International Gold Price Should Bottom Around $1,100 Per Ounce


BANGALORE: Gold has lost its year to date gains post Friday's blockbuster U.S. jobs data. The headline U.S. unemployment rate came in at 5.9percent - the last time the unemployment rate was below 6% was in July 2008.

The U.S. economy added 248,000 jobs in September, which marked the 48th straight month of job creation. This was sufficient news flow for traders to push back the price of the precious metal below $1,200/ounce as the probability of an earlier than expected rate hike by the Fed looks likely.

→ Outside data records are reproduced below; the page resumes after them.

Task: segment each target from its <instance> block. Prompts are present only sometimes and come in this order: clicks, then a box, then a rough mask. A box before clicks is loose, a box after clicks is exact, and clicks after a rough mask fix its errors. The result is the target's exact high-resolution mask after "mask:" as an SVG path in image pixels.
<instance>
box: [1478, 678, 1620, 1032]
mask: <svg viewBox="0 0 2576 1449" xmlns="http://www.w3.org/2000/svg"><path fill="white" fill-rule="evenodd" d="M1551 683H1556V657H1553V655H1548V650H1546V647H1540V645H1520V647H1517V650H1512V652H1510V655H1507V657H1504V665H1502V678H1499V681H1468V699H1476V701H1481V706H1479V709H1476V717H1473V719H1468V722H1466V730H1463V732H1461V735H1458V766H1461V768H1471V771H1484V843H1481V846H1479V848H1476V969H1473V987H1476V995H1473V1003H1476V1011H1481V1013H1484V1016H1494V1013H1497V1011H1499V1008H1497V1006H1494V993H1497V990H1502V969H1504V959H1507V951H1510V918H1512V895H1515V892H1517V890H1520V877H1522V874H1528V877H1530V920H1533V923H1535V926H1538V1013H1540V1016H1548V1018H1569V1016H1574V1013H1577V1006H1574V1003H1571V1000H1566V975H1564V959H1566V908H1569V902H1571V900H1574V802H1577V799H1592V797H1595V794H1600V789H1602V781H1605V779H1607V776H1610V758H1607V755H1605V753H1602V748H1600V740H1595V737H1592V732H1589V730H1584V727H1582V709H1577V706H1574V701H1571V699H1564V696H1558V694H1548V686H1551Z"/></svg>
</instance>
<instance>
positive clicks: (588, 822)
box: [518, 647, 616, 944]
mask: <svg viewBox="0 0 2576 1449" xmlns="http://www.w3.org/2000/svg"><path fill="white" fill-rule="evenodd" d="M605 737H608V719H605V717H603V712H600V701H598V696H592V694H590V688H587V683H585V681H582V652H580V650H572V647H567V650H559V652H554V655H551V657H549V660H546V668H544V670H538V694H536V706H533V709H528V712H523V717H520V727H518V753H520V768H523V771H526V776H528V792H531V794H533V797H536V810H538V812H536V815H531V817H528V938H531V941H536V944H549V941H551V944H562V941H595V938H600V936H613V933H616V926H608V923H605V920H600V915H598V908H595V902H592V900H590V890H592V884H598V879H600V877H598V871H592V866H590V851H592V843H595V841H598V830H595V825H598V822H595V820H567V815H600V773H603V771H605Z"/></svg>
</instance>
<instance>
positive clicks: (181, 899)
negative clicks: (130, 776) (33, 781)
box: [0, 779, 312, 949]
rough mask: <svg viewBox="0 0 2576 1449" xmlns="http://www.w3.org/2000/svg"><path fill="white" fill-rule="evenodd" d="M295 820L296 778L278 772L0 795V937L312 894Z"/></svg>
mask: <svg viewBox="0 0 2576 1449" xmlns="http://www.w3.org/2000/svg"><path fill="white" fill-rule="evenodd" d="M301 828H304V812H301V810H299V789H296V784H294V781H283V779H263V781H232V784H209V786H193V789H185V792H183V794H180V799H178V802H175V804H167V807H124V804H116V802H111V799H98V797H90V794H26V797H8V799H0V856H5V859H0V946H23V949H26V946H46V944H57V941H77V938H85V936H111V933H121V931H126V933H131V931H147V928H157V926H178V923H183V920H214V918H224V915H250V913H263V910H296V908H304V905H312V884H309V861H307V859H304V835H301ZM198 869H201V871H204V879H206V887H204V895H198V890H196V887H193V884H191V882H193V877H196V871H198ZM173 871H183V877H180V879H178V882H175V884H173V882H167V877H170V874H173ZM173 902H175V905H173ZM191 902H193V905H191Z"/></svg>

After tumbling by as much as 28% last year, if gold keeps inching downwards in the fourth quarter, it would be the first back to back year of losses since the great bull-run begun in 1998.

This column has been bearish on gold since price levels of around $1525/ounce when Ben Bernanke first announced the tapering of the Quantitative Easing (QE) program. The U.S. ten year yields climbed to 3% by 2013 end and gold accordingly corrected to levels of $1,200/ounce. This was due to the fact that the market was expecting higher real interest rates going forward.

As we have written before, the real interest rate captures the opportunity cost of holding gold relative to other risk-free assets which provide a return. Thus, historically, one of the most common reasons to have held gold was low real interest rates.